China, which consumes 25% of the world’s semiconductors while contributing only 9% to global output, has already made remarkable strides in localizing production and helping develop a broader Asian semiconductor supply chain. After China’s government introduced its domestic-substitution policy in 2014-15, local producers such as Silergy and SG Micro, which make chips for power management and signal transmission, have capitalized on government subsidies and lower labor costs to steadily capture market share from U.S. players. From 2014 to 2024, revenues at Silergy and SG Micro grew at 23% and 46% per year, respectively;1 in contrast, U.S. semiconductor giant Texas Instruments saw a 6% decline in sales to China.2
Similarly, Taiwan’s MediaTek has been gaining market share from U.S.-based Qualcomm in the Chinese smartphone market, a trend we believe may accelerate as MediaTek collaborates with Nvidia to launch new AI ASIC chips amid U.S. export restrictions on Nvidia H20 chips to China.

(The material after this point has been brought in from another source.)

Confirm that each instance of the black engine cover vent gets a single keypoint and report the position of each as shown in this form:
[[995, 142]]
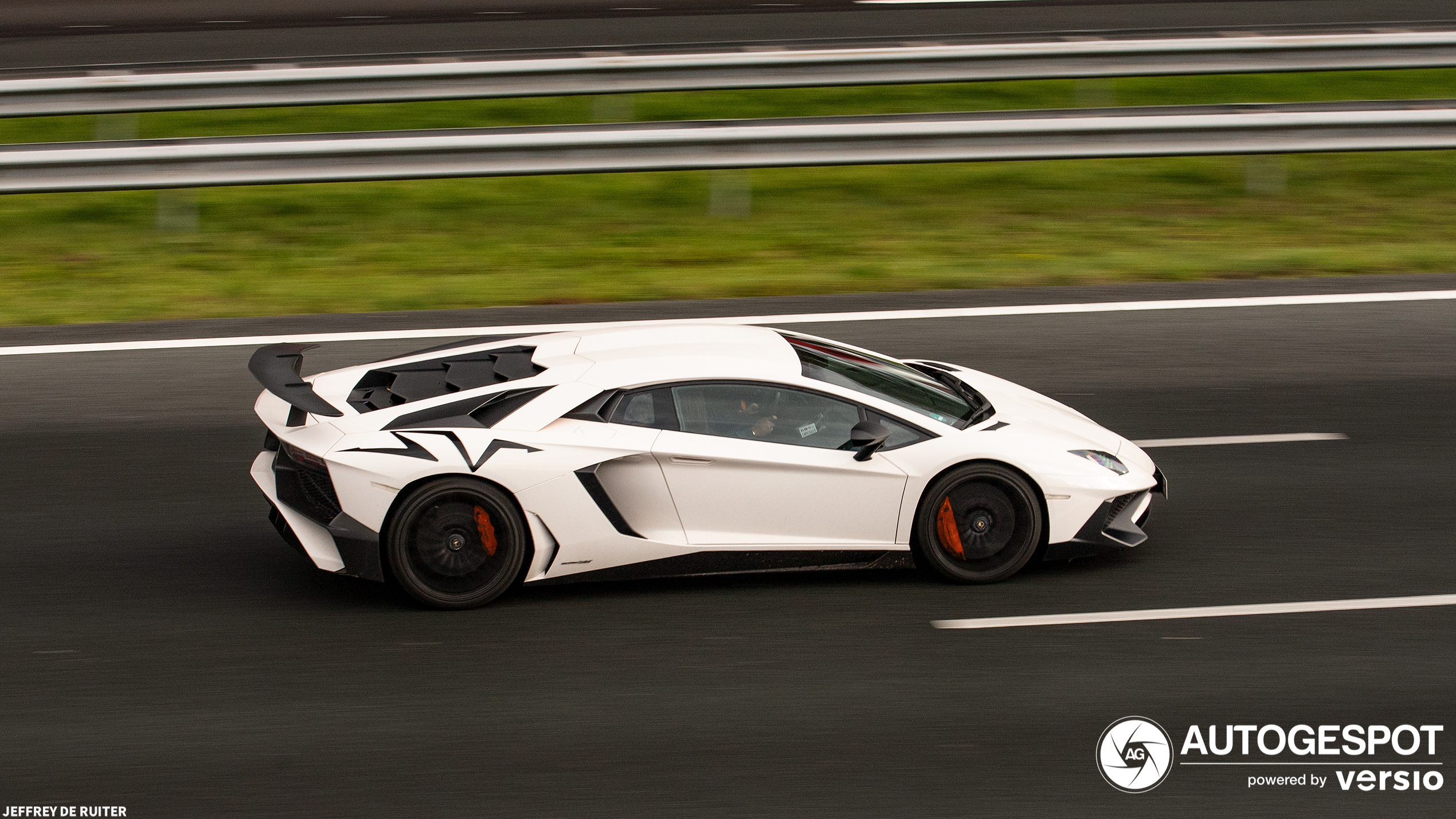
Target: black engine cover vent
[[404, 383]]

MediaTek is now the world’s largest smartphone chipset supplier, with a market share of 34% versus Qualcomm’s 21%.3
Meanwhile, India is emerging as a key, low-cost manufacturing hub and a viable alternative to China in various consumer electronics markets. India now boasts nearly 20% of total global iPhone assembly,4 and the country’s broader Electronics Manufacturing Services sector appears poised for significant expansion, with key players such as Dixon Technologies and Kaynes Technology expecting to maintain 35% to 50% annualized sales growth over the next three to five years.5 Prime Minister Narendra Modi recently held talks with U.S. Vice President JD Vance as New Delhi looks to avoid American tariffs, negotiate a bilateral trade deal, and strengthen ties with the Trump administration.6 With its large population and increasingly skilled workforce, India looks well positioned to benefit from increasing demand for lower-cost manufacturing, and to continue expanding its own consumer market, in our view.
Across the Pacific, we believe the U.S. push to revitalize its domestic chip fabs is opening significant opportunities for companies in Taiwan, Japan, and South Korea, which provide advanced semiconductor technology and materials. In our view, Golden Triangle companies that have a manufacturing presence and strategic partnerships in the U.S. may benefit from those reshoring efforts while bypassing new tariffs.
For example, Chipmaker TSMC is adding capacity in Arizona to supply wafer-foundry and advanced-packaging services for Nvidia, which recently committed to investing $500 billion to expand production in the U.S. Similarly, Taiwanese firms Hon Hai and Wistron, which are expanding their electronics manufacturing services in the U.S., are expected to be able to serve local customers and avoid tariffs. And Japan’s Fujikura, which makes high-speed networking cables in South Carolina, is supporting U.S. infrastructure upgrades in collaboration with Corning.
We believe we are in the early stages of a fundamental reconfiguration of the global semiconductor supply chain, with some players capitalizing on lower cost structures (as in China and India) and others adapting to avoid surging tariffs (as in Asia’s Golden Triangle). While seismic shifts can create winners that generate meaningful alpha, we often find there are only so many chairs to go around.